The transplanted pig heart functioned well for several weeks and displayed none of the typical signs of rejection by the patient’s body, even when it was carefully examined during an autopsy, according to the analysis in the paper.
“We are very encouraged by this finding, and it suggests that the genetically-modified pig heart and the experimental drug we used to prevent rejection worked effectively in tandem to demonstrate that xenotransplants can potentially save future lives,” says study co-leader Muhammad M. Mohiuddin, MD, Professor of Surgery and Scientific/Program Director of the Cardiac Xenotransplantation Program at UMSOM.
The study found that several factors may have ultimately contributed to Bennett’s death, including the use of intravenous immunoglobulin, IVIG, a drug that was given to the patient twice during the second month after the transplant to help prevent rejection and infection. The drug contains antibodies against pig cells that may have interacted with the pig heart, causing a reaction that damaged the heart muscle. The heart was also found to contain evidence of DNA from a latent pig virus called porcine cytomegalovirus (pCMV) through highly sensitive testing that was first detected several weeks after the surgery and was later confirmed during autopsy of the organ.
The ongoing investigations have yet to find evidence that the virus caused an infection in the patient or infected any tissues or organs beyond the heart. Whether the latent virus caused damage to the transplanted heart, contributing to the heart failure, remains under investigation. “We consider this to be an important learning experience,” Mohiuddin adds. “Knowing what we know now, we will alter some of our practices and techniques in the future.”

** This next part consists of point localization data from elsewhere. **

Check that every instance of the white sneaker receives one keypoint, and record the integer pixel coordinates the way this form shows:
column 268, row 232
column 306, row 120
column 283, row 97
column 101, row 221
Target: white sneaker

About 110,000 Americans are currently waiting for an organ transplant, and more than 6,000 patients die each year before getting one, according to the federal government’s organdonor.gov. Xenotransplantation potentially could save thousands of lives, but it does carry a unique set of risks, including the possibility of triggering a dangerous immune response that can cause the body to reject the organ.
“Our findings on autopsy did not show evidence of rejection,” said Dr. Griffith, who is also the Clinical Director of the Cardiac Xenotransplantation Program at UMSOM. “Instead, we saw a thickening and later stiffening of the heart muscle leading to diastolic heart failure, which means the heart muscle was not able to relax and fill the heart with blood as it is supposed to.”
Before the surgery, infection control measures were carefully followed to help safeguard against known pig pathogens. The donor pig was raised in a facility using methods designed to prevent pCMV and other potential pathogens from infecting donor animals. The healthy donor pig used for the xenotransplant was screened for pathogens multiple times. It was tested just before shipment to Maryland, and just before the transplant a few days later, protocols that were accepted by the FDA.
“As a prerequisite of FDA emergency authorization, we put together a hospital infection prevention plan to safeguard against the transmission of any known or unknown porcine pathogens to hospital staff and other patients,” said study co-author Kapil Saharia, MD, MPH, Assistant Professor of Medicine at the Institute of Human Virology at UMSOM. The plan included special isolation procedures, use of personal protective equipment, special handling of patient samples, and sequestration of medical instruments and equipment used for invasive procedures. “These practices remained in place for physicians and hospital staff while Mr. Bennett was treated at the University of Maryland Medical Center,” said Dr. Saharia, who is also Chief of Solid Organ Transplant Infectious Diseases Service at UMMC.
As plans move forward for future clinical trials, more sophisticated testing techniques are being developed and validated to ensure that this virus or any other does not go undetected.